The frequency and severity of claims in financial lines of insurance (directors’ and officers’ liability, crime and employment practices) is only increasing.

An increase in claims has occurred across all sectors, from the high street through to global pharmaceuticals.

It is not unusual to see claims running into tens of millions of pounds. This increase in claims has occurred across all sectors, from the high street through to global pharmaceuticals, placing strain on the portfolios of almost all insurers.

Compounding this difficult situation is the associated cost of claims, which have risen. For example, law firms’ rates are rising year-on-year, as is the frequency and length of litigation (with increasing instances of cross-border litigation, or “jurisdictional creep”). 

The market collectively is not returning a profit. As a result, some insurers (and Lloyd’s syndicates) may be partially or completely exiting the market and therefore being left with legacy-only books. This can increase their focus on margins (ie, absolutely squeezing as much margin as possible out of the run-off book), potentially removing other, longer-term considerations from claims negotiations.

Many Lloyd’s syndicates have also been placed under pressure from some of the broader reviews and changes that have occurred and continue to take place within the corporation.

In an attempt to improve underwriting results, Lloyd’s initiated a market-wide profitability review in the first quarter of 2018, asking syndicates to review the worst-performing 10% of their portfolios and to provide remediation plans. Such plans might involve underwriters increasing premiums and/or attachment points and reducing capacity in volatile sectors, such as oil and gas or pharmaceuticals.

More generally, the increasing underwriting transparency required within Lloyds, while bringing many benefits, arguably does constrain underwriters in some instances, and reduces their discretionary decision-making.

As a result of the tight margins, and these broader pressures, some insurers and syndicates have made corporate decisions – for example, a reduction and/or change of workforce – that have affected or could affect claims capabilities, such as service and speed of turnaround. 

In some cases there can be a reduced desire to consider long-term relationships when settling claims. 

Industry consolidation is also affecting claims. For example, in 2017 Axis Capital bought Novae, transferring much of the Novae book into run-off with Enstar Group. In 2018, Axa bought XL, Apollo bought Aspen, and Hartford Financial Services Group bought Navigators Group.
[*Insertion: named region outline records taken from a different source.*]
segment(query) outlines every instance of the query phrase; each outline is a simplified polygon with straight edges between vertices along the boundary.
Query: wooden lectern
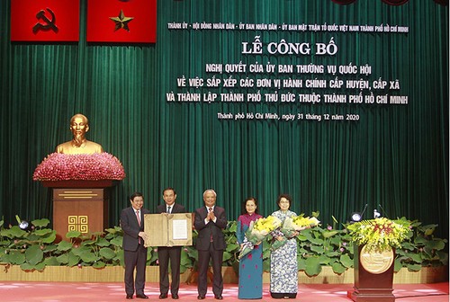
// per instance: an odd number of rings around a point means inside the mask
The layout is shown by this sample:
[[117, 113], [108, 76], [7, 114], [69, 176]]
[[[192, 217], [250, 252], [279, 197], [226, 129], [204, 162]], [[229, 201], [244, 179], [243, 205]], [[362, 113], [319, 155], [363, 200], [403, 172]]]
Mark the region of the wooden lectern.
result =
[[42, 182], [52, 190], [53, 229], [57, 242], [68, 240], [66, 234], [104, 232], [108, 227], [108, 203], [111, 188], [118, 181]]
[[382, 253], [364, 253], [364, 246], [355, 247], [355, 286], [347, 297], [356, 302], [394, 302], [393, 249]]

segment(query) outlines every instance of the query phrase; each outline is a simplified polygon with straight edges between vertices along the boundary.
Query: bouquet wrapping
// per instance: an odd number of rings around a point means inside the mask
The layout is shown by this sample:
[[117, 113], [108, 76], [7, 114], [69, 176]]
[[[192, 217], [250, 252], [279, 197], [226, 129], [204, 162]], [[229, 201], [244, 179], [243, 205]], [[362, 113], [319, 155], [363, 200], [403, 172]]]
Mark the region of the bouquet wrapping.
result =
[[280, 227], [281, 224], [281, 220], [273, 216], [250, 222], [250, 226], [245, 234], [238, 259], [242, 259], [242, 257], [249, 253], [255, 248], [255, 245], [258, 245], [271, 232]]

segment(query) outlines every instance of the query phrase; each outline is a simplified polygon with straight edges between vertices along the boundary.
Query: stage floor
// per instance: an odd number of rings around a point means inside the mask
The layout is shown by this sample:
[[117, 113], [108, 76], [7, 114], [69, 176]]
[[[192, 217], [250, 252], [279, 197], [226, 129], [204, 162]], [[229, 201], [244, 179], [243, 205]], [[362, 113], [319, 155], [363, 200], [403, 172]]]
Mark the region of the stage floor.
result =
[[[394, 286], [393, 294], [399, 302], [444, 302], [449, 301], [448, 282], [433, 284], [399, 284]], [[295, 301], [302, 302], [340, 302], [351, 301], [346, 295], [352, 290], [351, 284], [301, 284]], [[159, 301], [158, 283], [146, 285], [148, 301]], [[195, 285], [183, 284], [179, 292], [180, 301], [197, 301]], [[226, 284], [223, 291], [226, 301], [238, 299], [236, 284]], [[133, 299], [142, 301], [142, 299]], [[165, 301], [171, 301], [169, 298]], [[264, 285], [263, 301], [273, 299], [268, 293], [268, 284]], [[291, 299], [292, 301], [293, 299]], [[0, 301], [126, 301], [122, 283], [86, 283], [86, 282], [0, 282]], [[207, 301], [216, 301], [211, 286], [206, 295]]]

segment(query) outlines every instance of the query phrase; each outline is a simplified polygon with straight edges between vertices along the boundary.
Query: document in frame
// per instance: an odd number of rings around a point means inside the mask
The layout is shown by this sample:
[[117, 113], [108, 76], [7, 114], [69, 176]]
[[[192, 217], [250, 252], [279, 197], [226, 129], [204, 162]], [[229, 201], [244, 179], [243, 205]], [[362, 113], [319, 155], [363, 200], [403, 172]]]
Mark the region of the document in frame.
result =
[[183, 240], [187, 239], [187, 220], [186, 219], [173, 219], [172, 220], [172, 239]]

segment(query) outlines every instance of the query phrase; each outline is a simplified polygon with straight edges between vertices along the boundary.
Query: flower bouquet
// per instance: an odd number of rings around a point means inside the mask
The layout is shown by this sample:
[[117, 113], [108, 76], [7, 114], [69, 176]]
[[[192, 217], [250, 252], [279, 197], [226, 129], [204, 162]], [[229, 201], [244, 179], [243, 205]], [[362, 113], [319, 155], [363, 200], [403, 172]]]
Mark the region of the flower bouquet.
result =
[[391, 220], [380, 218], [363, 220], [346, 226], [352, 240], [359, 245], [365, 245], [368, 253], [382, 253], [391, 247], [400, 247], [409, 238], [411, 224], [404, 218]]
[[259, 244], [271, 232], [280, 227], [281, 224], [281, 220], [273, 216], [252, 221], [246, 231], [238, 258], [241, 259], [250, 253], [255, 245]]
[[272, 250], [274, 251], [284, 245], [288, 239], [296, 235], [296, 232], [319, 226], [320, 224], [320, 221], [315, 217], [304, 218], [303, 215], [301, 215], [293, 218], [286, 218], [283, 223], [283, 226], [279, 230], [273, 232], [274, 236], [280, 239], [274, 241], [271, 246]]
[[123, 167], [117, 157], [106, 152], [67, 155], [52, 153], [34, 171], [34, 181], [122, 180]]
Meanwhile, Advent and Brit recently announced that they will merge parts of their businesses in response to the challenging marketplace. 

Following such consolidation, margins often become even more of a focus. In some cases there can be a diminishing desire to take a commercial view and consider long-term relationships when settling claims. 

Tips for buyers

As a result of this difficult claims environment, some increase in rates is possible, and is already being seen in some cases. On the upside, there remains plenty of excess capacity, though not always at the competitive levels we’ve seen over the past few years.

It is recommended that financial lines insurance buyers take the following steps:

  1. Use a strong lead insurer with a well-established claims function and a proven track record of claims settlement.
  2. Establish claims protocols that provide the lead insurer with the authority to conduct claims handling for smaller follow-market insurers. 
  3. Maintain access to decision makers within each of the lead insurers. As claims resource contracts, often there will be a higher level of internal referral before settlement.
  4. Keep front-end client executives/placement brokers and underwriters involved throughout the claims process.
  5. Seek to clarify ‘intent’ on policy forms at contract formation, to avoid disputes post notification.